Place the corner of the bend at the origin, with the $3$ cm segment along $+\hat{x}$ (from $a$) and the $4$ cm segment along $+\hat{y}$ (ending at $b$). With $\vec{B} = B\hat{z}$ (out of page):

Force on segment 1 (length $L_1 = 0.03$ m, current in $+\hat{x}$):

$$\vec{F}_1 = I\vec{L}_1\times\vec{B} = IL_1B\,(\hat{x}\times\hat{z}) = -IL_1B\,\hat{y}.$$ $F_1 = 2\times0.03\times0.10 = 6\times10^{-3}$ N, directed in $-\hat{y}$.
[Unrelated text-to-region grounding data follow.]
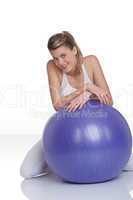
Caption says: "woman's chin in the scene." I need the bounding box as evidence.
[63,67,70,72]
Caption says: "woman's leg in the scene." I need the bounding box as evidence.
[20,139,51,179]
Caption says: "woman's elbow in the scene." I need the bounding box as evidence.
[54,105,61,112]
[53,103,60,111]
[53,100,64,111]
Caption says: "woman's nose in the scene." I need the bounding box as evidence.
[58,58,65,66]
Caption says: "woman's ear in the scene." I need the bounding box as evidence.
[73,46,78,55]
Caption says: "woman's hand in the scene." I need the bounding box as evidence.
[90,84,112,105]
[65,84,113,112]
[65,91,91,112]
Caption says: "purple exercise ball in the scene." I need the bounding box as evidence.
[42,100,132,183]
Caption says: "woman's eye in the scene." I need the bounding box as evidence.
[61,55,66,58]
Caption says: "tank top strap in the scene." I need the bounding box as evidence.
[82,63,92,84]
[59,72,77,96]
[62,72,67,84]
[60,72,68,88]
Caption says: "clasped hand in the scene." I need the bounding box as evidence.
[91,85,112,105]
[65,91,91,112]
[65,85,112,112]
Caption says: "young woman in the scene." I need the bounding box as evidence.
[20,31,133,179]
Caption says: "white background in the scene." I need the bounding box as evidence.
[0,0,133,136]
[1,1,133,199]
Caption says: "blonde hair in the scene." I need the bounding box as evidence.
[47,31,83,69]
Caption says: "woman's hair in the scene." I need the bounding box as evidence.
[47,31,83,68]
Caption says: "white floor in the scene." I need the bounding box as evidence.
[1,134,133,200]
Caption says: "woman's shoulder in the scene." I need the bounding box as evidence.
[47,59,63,83]
[47,59,62,74]
[82,55,97,76]
[83,55,98,64]
[83,55,99,72]
[47,59,58,70]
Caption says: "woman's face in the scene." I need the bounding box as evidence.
[50,46,77,73]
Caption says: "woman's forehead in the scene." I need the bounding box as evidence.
[50,46,72,57]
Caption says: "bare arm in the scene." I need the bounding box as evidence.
[82,55,113,105]
[54,90,83,111]
[47,60,83,111]
[61,90,82,107]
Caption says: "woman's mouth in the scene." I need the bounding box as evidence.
[62,65,68,69]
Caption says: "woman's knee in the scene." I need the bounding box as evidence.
[20,139,49,178]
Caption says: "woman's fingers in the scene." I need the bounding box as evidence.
[78,101,86,109]
[97,94,104,104]
[72,103,80,112]
[107,93,113,105]
[65,90,109,112]
[102,93,112,105]
[66,98,85,112]
[65,104,72,112]
[101,94,108,104]
[106,94,111,105]
[97,92,111,105]
[65,102,79,112]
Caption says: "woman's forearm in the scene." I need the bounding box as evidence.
[54,89,83,111]
[58,84,95,109]
[83,82,97,93]
[83,82,113,105]
[61,90,82,107]
[54,83,97,111]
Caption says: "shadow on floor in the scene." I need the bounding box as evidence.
[21,171,133,200]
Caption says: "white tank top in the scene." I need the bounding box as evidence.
[59,63,93,97]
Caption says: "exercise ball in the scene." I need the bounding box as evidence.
[42,100,132,183]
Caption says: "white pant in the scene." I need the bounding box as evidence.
[20,139,51,179]
[20,139,133,179]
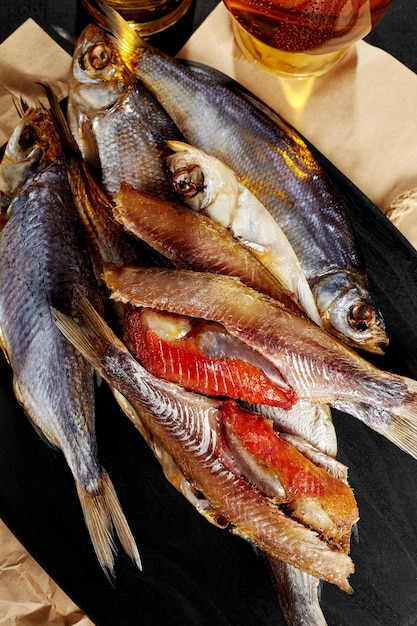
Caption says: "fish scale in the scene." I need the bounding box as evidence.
[83,1,388,353]
[102,265,417,460]
[0,164,100,476]
[53,293,356,591]
[122,52,354,275]
[67,24,185,199]
[0,108,141,575]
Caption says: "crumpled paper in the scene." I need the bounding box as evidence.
[177,3,417,248]
[0,519,94,625]
[0,18,72,146]
[1,6,417,623]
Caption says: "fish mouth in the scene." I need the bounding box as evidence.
[311,271,389,354]
[0,108,53,199]
[0,152,39,199]
[346,299,388,354]
[71,24,134,98]
[326,295,388,355]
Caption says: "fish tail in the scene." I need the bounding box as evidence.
[379,391,417,459]
[265,557,328,626]
[76,471,142,574]
[52,298,143,572]
[338,376,417,460]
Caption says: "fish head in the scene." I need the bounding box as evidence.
[312,271,388,354]
[68,24,135,116]
[166,140,239,228]
[67,24,137,178]
[82,0,147,73]
[0,107,64,207]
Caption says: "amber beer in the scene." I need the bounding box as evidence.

Force on segment 2 (length $L_2 = 0.04$ m, current in $+\hat{y}$):

$$\vec{F}_2 = IL_2B\,(\hat{y}\times\hat{z}) = IL_2B\,\hat{x}.$$ $F_2 = 2\times0.04\times0.10 = 8\times10^{-3}$ N, directed in $+\hat{x}$.

Resultant:

$$F = \sqrt{F_1^2+F_2^2} = \sqrt{(6\times10^{-3})^2+(8\times10^{-3})^2} = 10\times10^{-3} = 0.01\ \text{N}.$$

The straight wire from $a$ to $b$ has length $L_{ab} = \sqrt{3^2+4^2} = 5$ cm $= 0.05$ m, perpendicular to $\vec{B}$, so the force on it is

$$F_{ab} = BIL_{ab} = 0.10\times2\times0.05 = 0.01\ \text{N}.$$

The direction is perpendicular to the wire $ab$ in the plane of the page, with components $(0.8\,\hat{x}-0.6\,\hat{y})\times0.01$ N, identical to $\vec{F}_1+\vec{F}_2$.

This illustrates the general result: in a uniform field, the resultant Ampere force on any current-carrying wire between two points depends only on the straight-line vector joining those endpoints, not on the shape of the wire.